- Born: Wilhelmina Reuben December 13, 1946 South Carolina
- Died: October 22, 2019 (aged 72)
- Education: University of Michigan Law School
- Occupation: Attorney
- Known for: being one of the first five African-American undergraduates admitted to Duke University

= Wilhelmina Reuben-Cooke =

American attorney (1946–2019)

Wilhelmina Reuben-Cooke was one of the first five African American undergraduates admitted to Duke University in 1963. She graduated with a Bachelor of Arts degree with distinction.

== Early life ==
Wilhelmina Reuben-Cooke was born as Wilhelmina Reuben in South Carolina. She is the oldest of six children. Her father, Odell Reuben, served as President of Morris College, where her mother was also a professor.

== Education ==
Reuben-Cooke was one of the first five African American students admitted to Duke University in the fall semester of 1963, along with Mary Mitchell Harris, Gene Kendall, Cassandra Smith Rush, and Nathaniel B. White Jr. As a senior in 1967, Reuben-Cooke was elected May Queen by receiving the most write-in votes of any student in the Duke University Woman's College. After graduating from Duke, she received her juris doctor from the University of Michigan School of Law in 1973.

== Career ==
Reuben-Cooke was an Associate Attorney at Wilmer, Cutler & Pickering working in communications, antitrust, tax, securities, criminal and general corporate law. She became a professor of law (1986), then associate dean (1992) at Syracuse University College of Law. She then became a professor of law at the University of the District of Columbia and held appointments as the provost and vice president of academic affairs of the University of the District of Columbia. Prior to teaching, she was the associate director of Georgetown University Law Center's Institute for Public Representation, where she engaged in and supervised litigation before the Federal Communications Commission and federal courts, including the US Supreme Court.

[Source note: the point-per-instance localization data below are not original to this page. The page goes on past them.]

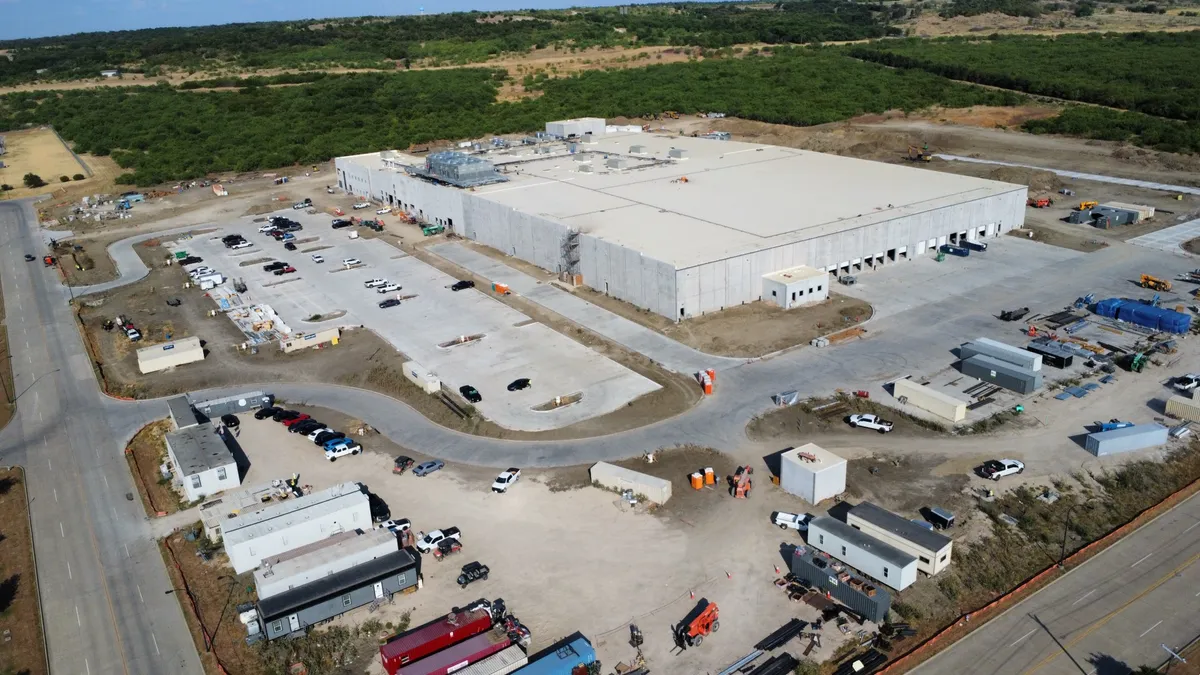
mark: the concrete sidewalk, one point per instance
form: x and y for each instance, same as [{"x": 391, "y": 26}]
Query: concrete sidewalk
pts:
[{"x": 663, "y": 350}]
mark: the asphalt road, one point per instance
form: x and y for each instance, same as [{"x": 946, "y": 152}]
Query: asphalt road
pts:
[
  {"x": 102, "y": 583},
  {"x": 1105, "y": 617}
]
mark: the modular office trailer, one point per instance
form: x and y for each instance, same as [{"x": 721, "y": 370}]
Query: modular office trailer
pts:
[
  {"x": 294, "y": 611},
  {"x": 851, "y": 590},
  {"x": 1127, "y": 440},
  {"x": 1002, "y": 374},
  {"x": 933, "y": 549},
  {"x": 875, "y": 559}
]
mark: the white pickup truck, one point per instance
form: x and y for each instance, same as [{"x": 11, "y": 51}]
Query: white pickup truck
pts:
[
  {"x": 870, "y": 422},
  {"x": 426, "y": 543},
  {"x": 798, "y": 521}
]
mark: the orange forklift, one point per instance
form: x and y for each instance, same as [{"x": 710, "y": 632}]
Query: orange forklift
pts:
[{"x": 701, "y": 621}]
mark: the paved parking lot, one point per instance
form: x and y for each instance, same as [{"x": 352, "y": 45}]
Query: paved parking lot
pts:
[{"x": 510, "y": 345}]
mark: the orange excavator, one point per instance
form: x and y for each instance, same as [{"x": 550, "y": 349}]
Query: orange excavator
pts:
[
  {"x": 739, "y": 483},
  {"x": 700, "y": 622}
]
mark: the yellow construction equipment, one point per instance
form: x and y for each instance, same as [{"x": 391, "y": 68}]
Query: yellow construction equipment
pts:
[{"x": 1155, "y": 282}]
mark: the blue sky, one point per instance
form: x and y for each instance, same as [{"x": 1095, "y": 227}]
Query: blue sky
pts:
[{"x": 39, "y": 18}]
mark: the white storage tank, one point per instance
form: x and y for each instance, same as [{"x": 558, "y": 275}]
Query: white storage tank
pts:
[{"x": 811, "y": 473}]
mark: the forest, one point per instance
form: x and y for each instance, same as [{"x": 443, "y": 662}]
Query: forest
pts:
[
  {"x": 1157, "y": 73},
  {"x": 376, "y": 42},
  {"x": 163, "y": 133}
]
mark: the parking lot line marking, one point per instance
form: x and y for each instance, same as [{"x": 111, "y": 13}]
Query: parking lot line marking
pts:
[{"x": 1023, "y": 637}]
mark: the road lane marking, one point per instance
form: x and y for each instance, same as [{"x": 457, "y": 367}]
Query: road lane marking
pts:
[
  {"x": 1023, "y": 637},
  {"x": 1110, "y": 615}
]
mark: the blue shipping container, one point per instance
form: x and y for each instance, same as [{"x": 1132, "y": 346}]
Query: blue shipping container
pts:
[{"x": 561, "y": 658}]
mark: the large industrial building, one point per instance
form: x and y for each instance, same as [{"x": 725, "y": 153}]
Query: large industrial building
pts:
[{"x": 683, "y": 226}]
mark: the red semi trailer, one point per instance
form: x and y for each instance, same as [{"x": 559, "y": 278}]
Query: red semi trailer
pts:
[{"x": 411, "y": 645}]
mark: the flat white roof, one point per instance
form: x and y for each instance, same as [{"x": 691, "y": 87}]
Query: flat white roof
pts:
[
  {"x": 281, "y": 515},
  {"x": 793, "y": 274},
  {"x": 738, "y": 197},
  {"x": 825, "y": 458}
]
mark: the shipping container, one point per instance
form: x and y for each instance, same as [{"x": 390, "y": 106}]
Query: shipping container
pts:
[
  {"x": 1127, "y": 440},
  {"x": 1002, "y": 374},
  {"x": 459, "y": 656},
  {"x": 930, "y": 400},
  {"x": 868, "y": 599},
  {"x": 411, "y": 645},
  {"x": 1182, "y": 407},
  {"x": 502, "y": 663},
  {"x": 1001, "y": 351},
  {"x": 562, "y": 657},
  {"x": 1053, "y": 354}
]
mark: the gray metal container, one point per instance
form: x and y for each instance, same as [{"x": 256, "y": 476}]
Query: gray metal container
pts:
[
  {"x": 1002, "y": 374},
  {"x": 1000, "y": 351},
  {"x": 1129, "y": 438},
  {"x": 873, "y": 607}
]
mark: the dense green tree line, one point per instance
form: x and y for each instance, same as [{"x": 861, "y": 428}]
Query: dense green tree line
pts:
[
  {"x": 1104, "y": 124},
  {"x": 456, "y": 37},
  {"x": 1157, "y": 73},
  {"x": 163, "y": 133}
]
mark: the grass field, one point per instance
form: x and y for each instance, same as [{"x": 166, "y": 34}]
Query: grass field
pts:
[
  {"x": 36, "y": 150},
  {"x": 19, "y": 614}
]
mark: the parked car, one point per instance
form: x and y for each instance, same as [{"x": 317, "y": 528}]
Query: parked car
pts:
[
  {"x": 997, "y": 469},
  {"x": 870, "y": 422},
  {"x": 798, "y": 521},
  {"x": 327, "y": 435},
  {"x": 429, "y": 467},
  {"x": 300, "y": 417},
  {"x": 341, "y": 449},
  {"x": 505, "y": 479},
  {"x": 1188, "y": 382},
  {"x": 426, "y": 543}
]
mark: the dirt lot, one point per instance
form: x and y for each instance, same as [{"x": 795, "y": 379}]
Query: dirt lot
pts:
[
  {"x": 580, "y": 542},
  {"x": 145, "y": 453},
  {"x": 23, "y": 649},
  {"x": 360, "y": 359}
]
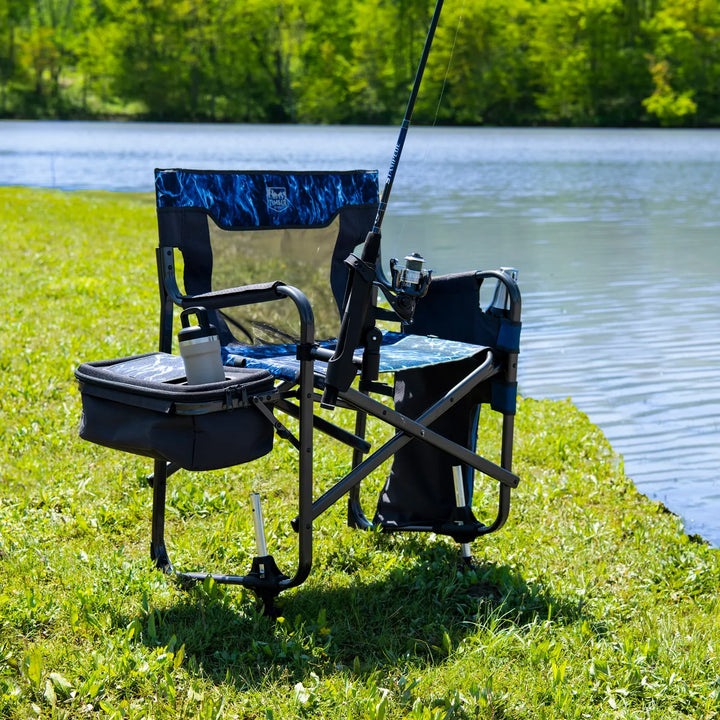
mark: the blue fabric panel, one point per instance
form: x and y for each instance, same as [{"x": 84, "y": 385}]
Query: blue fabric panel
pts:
[
  {"x": 399, "y": 352},
  {"x": 266, "y": 199}
]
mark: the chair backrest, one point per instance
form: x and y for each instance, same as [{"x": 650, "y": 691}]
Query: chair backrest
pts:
[{"x": 240, "y": 228}]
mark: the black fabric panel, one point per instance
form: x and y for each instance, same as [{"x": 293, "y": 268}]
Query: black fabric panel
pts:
[
  {"x": 420, "y": 486},
  {"x": 420, "y": 489},
  {"x": 195, "y": 442},
  {"x": 451, "y": 310}
]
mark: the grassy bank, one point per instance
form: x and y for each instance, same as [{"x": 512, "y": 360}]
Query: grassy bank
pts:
[{"x": 590, "y": 603}]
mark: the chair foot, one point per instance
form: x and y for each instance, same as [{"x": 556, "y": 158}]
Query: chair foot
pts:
[{"x": 159, "y": 555}]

As a pioneer and trailblazer in spaces that did not traditionally welcome Black women, her career was not without challenges and controversy. For example, in 2003, her provost and vice president of academic affairs appointment was erroneously challenged due to her perceived lack of experience and education, which was later reported as an error by the Washington Times. Her appointment was defended by the President of the University of the District of Columbia at the time, William L. Pollard.

=== Honors and awards ===
Her honors and awards include:

- Election to Phi Beta Kappa
- Woodrow Wilson Scholar
- Duke's May Queen
- Duke University Distinguished Alumni Award
- Syracuse University Sojourner Truth Award
- C. Eric Lincoln Distinguished Alumni Award from Duke's Black Alumni Council
- Black Citizens for a Fair Media Annual Award for Public Interest Advocacy

== Personal life ==

Reuben-Cooke was married to Edmund Cooke.

== Death ==

Reuben-Cooke died on October 22, 2019, at age 72.

In September 2020, her legacy as a pioneer at Duke and as a leading lawyer, law professor, university administrator and trustee for both Duke University and The Duke Endowment was celebrated by the renaming the Sociology-Psychology Building on West Campus as the Wilhelmina Reuben-Cooke Building.